What now seems to be a back-to-school ritual of confusion over the complaint (what’s the problem?  that students are not wholly original, or that they are not wholly truthful in crediting sources when they are not wholly original?) is prompted by a recent book by Susan Blum, a scholar at Notre Dame.

There is little new here, I think, including the round of criticism that blames the students for being thieves and cheaters, and/or blames Western culture for continuing to be in thrall to Enlightenment ideals of individual authorship.  (I’m referring to the debate/dialogue, not to Professor Blum’s book, which relies on original research.)

Legal education is hardly immune to the plagiarism problem.  Nor is legal education any more successful in general than education at any other level in combatting the problem by hectoring students about what’s right and what’s wrong when it comes to research and sourcing.

This is what I have done, partly to deal with the plagiarism issue: I teach differently.  Like many teachers, I put a premium on teaching my students to develop the faculty for independent thought and expression, including understanding differences between contexts where “new” expression and judgment is called for, contexts where uncited “old” (others’) expression and judgment is fine, contexts where “old” (others’) expression and judgment is fine but citations are required, and contexts (this last category is the largest one) that involve blends of these things.

I can’t do that with standard law school end-of-semester exams, whether they are in-class or take-home exams, because end-of-the-semester exams generally don’t challenge students to write well.  That is, exams generally don’t challenge students to write as lawyers in practice are expected to write:  Clearly, concisely, efficiently, and with the sense that the lawyer’s personal judgment is what the client expects and deserves.

I can do that to a large degree, but imperfectly, by assigning my students to write a series of short papers based on hypotheticals that I design and that are not ripped from the headlines, the advance sheets, or the Teacher’s Manual — and that, in the main, don’t ask solely or even primarily for “legal” analysis.  I ask students for their judgment, which depends on legal analysis but which has to go beyond it.  I have found that papers that respond to my hypotheticals are, by definition, not subject to plagiarism problems, because the hypotheticals do not lend themselves to cut-and-paste responses, even in part.  With multiple assignments during the term, I can raise and address issues of citation and see whether students have learned appropriate lessons.  Am I certain that no student of mine has ever slid a cut-and-paste job past me?  No.  But I don’t worry about plagiarism.  I worry about structuring my teaching so that my students are forced to think for themselves.

1 thought on “I’ve Gotta Be Me: The New, New Plagiarism”

  1. It’s bits like this that bother me:

    “It is a disconnect that is growing in the Internet age as concepts of intellectual property, copyright and originality are under assault in the unbridled exchange of online information, say educators who study plagiarism.”

    It’s all that darn Napster and Wikipedia!

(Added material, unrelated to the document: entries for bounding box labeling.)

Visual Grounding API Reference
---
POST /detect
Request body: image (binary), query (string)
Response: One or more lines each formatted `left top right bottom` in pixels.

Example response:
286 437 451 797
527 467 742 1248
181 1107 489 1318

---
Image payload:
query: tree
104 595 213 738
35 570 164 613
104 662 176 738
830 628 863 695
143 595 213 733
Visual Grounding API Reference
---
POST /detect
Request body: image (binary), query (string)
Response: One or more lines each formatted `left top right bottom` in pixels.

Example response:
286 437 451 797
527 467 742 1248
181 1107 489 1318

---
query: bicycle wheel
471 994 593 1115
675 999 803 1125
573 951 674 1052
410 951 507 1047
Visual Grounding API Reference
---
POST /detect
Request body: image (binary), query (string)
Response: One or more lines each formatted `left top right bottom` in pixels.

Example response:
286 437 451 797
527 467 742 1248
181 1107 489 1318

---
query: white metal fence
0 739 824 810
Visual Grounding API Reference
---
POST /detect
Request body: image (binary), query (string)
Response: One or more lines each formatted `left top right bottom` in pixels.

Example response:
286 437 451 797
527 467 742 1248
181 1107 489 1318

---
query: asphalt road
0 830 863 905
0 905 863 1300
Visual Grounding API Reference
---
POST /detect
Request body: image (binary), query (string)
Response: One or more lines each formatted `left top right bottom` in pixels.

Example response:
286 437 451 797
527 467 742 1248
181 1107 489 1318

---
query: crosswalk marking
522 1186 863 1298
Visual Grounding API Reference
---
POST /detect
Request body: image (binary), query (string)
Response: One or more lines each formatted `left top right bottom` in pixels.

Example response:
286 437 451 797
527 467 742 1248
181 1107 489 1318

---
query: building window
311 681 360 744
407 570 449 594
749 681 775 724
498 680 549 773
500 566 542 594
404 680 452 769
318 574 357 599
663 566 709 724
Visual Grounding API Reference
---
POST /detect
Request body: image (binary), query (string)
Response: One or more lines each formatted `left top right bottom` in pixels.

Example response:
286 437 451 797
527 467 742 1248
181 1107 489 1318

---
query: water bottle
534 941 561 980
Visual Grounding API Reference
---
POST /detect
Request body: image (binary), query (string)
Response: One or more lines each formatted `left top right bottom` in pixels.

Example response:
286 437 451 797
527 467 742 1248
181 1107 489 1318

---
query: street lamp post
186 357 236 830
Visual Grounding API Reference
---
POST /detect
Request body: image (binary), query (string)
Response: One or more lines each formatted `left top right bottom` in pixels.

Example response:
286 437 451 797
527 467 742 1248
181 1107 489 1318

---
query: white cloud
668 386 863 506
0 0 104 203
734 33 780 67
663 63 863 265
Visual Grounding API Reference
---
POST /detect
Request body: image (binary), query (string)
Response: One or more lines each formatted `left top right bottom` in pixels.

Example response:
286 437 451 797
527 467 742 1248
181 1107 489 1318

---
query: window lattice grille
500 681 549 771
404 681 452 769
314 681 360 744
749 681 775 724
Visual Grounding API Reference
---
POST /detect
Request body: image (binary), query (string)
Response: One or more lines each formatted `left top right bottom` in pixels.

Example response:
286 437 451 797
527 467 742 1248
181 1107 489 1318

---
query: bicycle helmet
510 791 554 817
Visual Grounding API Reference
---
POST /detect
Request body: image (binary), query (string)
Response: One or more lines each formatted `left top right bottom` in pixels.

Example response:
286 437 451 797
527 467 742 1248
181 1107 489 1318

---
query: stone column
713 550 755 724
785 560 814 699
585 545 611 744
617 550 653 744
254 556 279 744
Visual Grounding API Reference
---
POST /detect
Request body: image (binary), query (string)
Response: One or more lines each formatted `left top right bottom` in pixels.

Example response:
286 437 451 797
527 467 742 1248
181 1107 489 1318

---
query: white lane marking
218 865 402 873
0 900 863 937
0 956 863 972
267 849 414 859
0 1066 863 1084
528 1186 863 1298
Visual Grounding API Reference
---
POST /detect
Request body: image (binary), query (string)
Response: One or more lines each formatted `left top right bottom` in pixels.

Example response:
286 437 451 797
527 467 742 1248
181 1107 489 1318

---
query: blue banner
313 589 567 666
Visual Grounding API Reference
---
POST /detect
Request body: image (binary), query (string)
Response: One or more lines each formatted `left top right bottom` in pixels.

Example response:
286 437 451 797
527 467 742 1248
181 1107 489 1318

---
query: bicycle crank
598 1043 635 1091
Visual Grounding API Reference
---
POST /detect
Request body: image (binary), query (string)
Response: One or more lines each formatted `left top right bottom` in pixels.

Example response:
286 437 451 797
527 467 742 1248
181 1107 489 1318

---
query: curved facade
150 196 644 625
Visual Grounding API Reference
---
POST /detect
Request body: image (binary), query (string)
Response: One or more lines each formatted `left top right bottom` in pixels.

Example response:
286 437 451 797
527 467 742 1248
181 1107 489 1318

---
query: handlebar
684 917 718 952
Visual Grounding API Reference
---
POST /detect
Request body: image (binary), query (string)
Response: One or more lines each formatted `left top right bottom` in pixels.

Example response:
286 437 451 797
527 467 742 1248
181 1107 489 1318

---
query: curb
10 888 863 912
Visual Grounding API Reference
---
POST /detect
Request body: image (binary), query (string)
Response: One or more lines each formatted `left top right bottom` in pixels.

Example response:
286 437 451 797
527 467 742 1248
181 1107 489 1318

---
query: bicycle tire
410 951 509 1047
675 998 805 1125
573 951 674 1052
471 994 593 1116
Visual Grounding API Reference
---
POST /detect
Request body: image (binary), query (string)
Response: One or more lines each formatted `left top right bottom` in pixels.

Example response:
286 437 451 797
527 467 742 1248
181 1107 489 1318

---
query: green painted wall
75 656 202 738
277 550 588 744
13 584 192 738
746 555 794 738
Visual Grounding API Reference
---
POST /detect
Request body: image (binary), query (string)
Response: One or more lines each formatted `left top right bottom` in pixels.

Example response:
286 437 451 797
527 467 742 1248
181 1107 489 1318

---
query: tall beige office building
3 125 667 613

What?

    I think your answer is right, Mike. The problem here isn’t all about cheating students. Some students will cheat and cutting and pasting from the Internet has – surprise – made it easier for the cheaters. (Fwiw, Don McCabe told our faculty that law students are the least likely to cheat while business student are by far the biggest cheaters – score one for law school!)

    The more serious problem is that writing a five page essay in English 101 on the Truman presidency or solar energy might have made some sense in 1980, but it’s ludicrous in an era where your iPhone lets you carry the Library of Congress in your pocket.

    Educators should focus on ways to teach students to gain the skills they need to gain to do what they will need to do, not lament the decreasing functionality of particular pedagogical assessment techniques!